The victims range in age, but the young and the elderly appear to be the worst-affected.
Later on Friday, the first two cholera cases outside the Artibonite were confirmed in Arcahaie, a town closer to Port-au-Prince, the Associated Press news agency reports.
It says that experts were also investigating possible cases in Croix-des-Bouquet, a suburb of the capital.
Tens of thousands of survivors of the devastating earthquake are still living in crowded tent cities in and around Port-au-Prince with poor sanitation and little access to clean drinking water.
David Darg, a medical relief worker in Haiti, told the BBC he had visited an area near Saint-Marc which – according to local residents – was the source of the outbreak.

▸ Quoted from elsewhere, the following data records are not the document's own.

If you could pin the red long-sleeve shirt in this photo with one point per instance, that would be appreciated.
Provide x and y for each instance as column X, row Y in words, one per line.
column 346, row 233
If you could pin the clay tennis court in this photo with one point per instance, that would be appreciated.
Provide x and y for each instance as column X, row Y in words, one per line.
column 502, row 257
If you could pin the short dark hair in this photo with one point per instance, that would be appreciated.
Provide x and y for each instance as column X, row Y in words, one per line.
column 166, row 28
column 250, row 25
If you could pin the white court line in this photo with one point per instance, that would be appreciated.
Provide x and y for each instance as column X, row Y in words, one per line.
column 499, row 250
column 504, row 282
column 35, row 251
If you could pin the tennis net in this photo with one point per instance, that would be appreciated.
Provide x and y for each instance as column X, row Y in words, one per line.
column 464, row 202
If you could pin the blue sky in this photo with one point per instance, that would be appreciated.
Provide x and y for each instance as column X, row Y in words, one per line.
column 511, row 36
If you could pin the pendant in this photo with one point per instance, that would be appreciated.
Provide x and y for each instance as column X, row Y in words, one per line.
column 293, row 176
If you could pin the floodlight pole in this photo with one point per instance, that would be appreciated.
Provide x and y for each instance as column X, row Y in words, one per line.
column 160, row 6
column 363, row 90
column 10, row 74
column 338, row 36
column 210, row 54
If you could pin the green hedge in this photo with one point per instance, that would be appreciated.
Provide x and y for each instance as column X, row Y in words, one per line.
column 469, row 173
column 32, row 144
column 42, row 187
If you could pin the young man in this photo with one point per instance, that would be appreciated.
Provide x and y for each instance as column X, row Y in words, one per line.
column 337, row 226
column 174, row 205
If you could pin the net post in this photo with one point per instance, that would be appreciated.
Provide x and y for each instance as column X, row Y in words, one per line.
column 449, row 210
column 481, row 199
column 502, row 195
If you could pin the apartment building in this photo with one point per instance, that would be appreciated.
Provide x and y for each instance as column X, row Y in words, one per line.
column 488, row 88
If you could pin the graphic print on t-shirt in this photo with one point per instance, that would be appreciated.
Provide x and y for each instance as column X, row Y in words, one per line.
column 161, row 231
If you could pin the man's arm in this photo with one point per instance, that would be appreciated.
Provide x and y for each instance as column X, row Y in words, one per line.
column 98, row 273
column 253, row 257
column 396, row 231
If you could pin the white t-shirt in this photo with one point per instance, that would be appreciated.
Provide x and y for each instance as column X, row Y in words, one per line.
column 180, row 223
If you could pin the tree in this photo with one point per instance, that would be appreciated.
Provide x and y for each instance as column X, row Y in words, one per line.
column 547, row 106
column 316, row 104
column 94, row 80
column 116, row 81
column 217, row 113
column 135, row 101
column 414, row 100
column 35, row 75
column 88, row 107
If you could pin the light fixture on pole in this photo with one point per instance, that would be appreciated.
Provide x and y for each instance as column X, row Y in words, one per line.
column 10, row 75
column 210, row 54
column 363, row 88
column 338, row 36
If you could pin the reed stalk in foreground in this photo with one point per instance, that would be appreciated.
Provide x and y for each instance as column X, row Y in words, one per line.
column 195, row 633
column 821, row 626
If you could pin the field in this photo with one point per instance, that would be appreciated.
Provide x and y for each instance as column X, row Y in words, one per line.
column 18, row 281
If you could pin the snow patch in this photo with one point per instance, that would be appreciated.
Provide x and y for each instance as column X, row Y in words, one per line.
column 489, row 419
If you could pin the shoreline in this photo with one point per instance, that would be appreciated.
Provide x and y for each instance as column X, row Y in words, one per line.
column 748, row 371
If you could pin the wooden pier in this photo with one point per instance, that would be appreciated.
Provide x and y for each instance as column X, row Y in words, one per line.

“We started heading out along narrow roads lined with villagers begging for water,” he said.
“By now, they’d been seeing people dying in their communities and knew not to drink water from the river, which ordinarily would have been their main source of water.”
This is the first time in a century that cholera has struck the Caribbean nation, the World Health Organization said.
The Artibonite department was not badly damaged in the earthquake but thousands of people who lost their homes have moved into camps or are living with relatives there.
“We have been afraid of this since the earthquake,” said Robin Mahfood, president of Food for the Poor.
The agency was preparing to airlift donations of antibiotics, oral dehydration salts and other supplies to the affected areas.